We are familiar with the central role of craving (Pali: tanha) in the dharma. The Buddha discussed three distinct kinds of craving. The first kind is the craving for sensual pleasure; the second is the “craving for existence”, or “craving to become” (bhava-tanha); the third kind is the craving for non-existence. At the Sangha this Sunday we undertook a more fine-grained analysis of the second kind of craving, “bhava-tanha“, and its impact on our lives and practice.

The literal translation of “tanha“, is “thirst”, and this translation points more clearly to the kind of craving in question here. Ajahn Sucitto comments,

Craving to be something is not a decision, it’s a reflex… So the result of craving to be solid and ongoing, to be a being that has a past and a future, together with the current wish to resolve the past and future, are combined to establish each individual’s present world as complex and unsteady. This thirst to be something keeps us reaching out for what isn’t here. And so we lose the inner balance that allows us to discern a here-and-now fulfillment in ourselves.

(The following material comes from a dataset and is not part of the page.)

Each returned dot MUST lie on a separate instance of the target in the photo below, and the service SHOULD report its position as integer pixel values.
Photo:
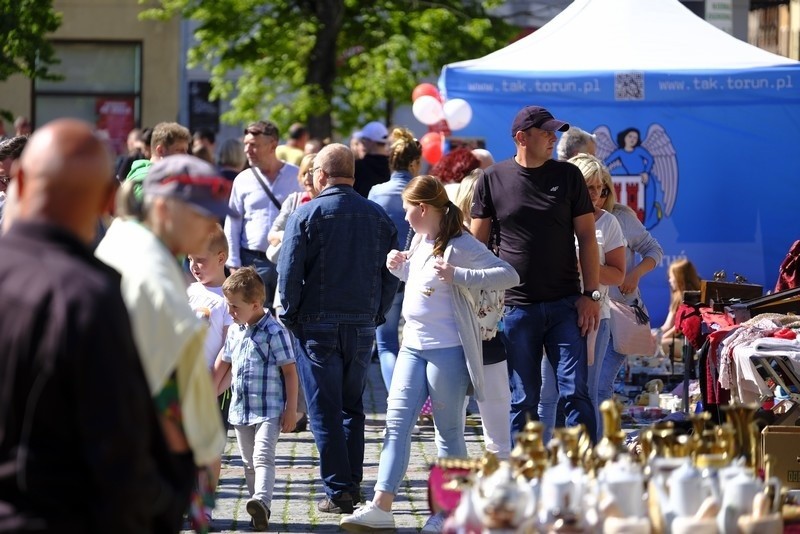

https://www.wisdomlib.org/definition/bhavatanha

We listened to the last part of a talk by Joseph Goldstein to scaffold our discussion. You can listen to the talk here:

https://dharmaseed.org/talks/54647/

Finally, Margaret read two quotes from the Dhammapada as translated by Gil Fronsdal,

“The craving of a person who lives negligently 
Spreads like a creeping vine.
Such a person leaps ever onward, 
Like a monkey seeking fruit in the forest.”

“Those attached to passion
Are caught in river [of their own making]
Like a spider caught in its own web.
But having cut even this, the wise set forth,,
Free from longing, abandoning all suffering.
Let go of the past, let go of the future,
Let go of the present.
Gone beyond becoming,
With the mind released in every way,
You do not again undergo birth and old age.”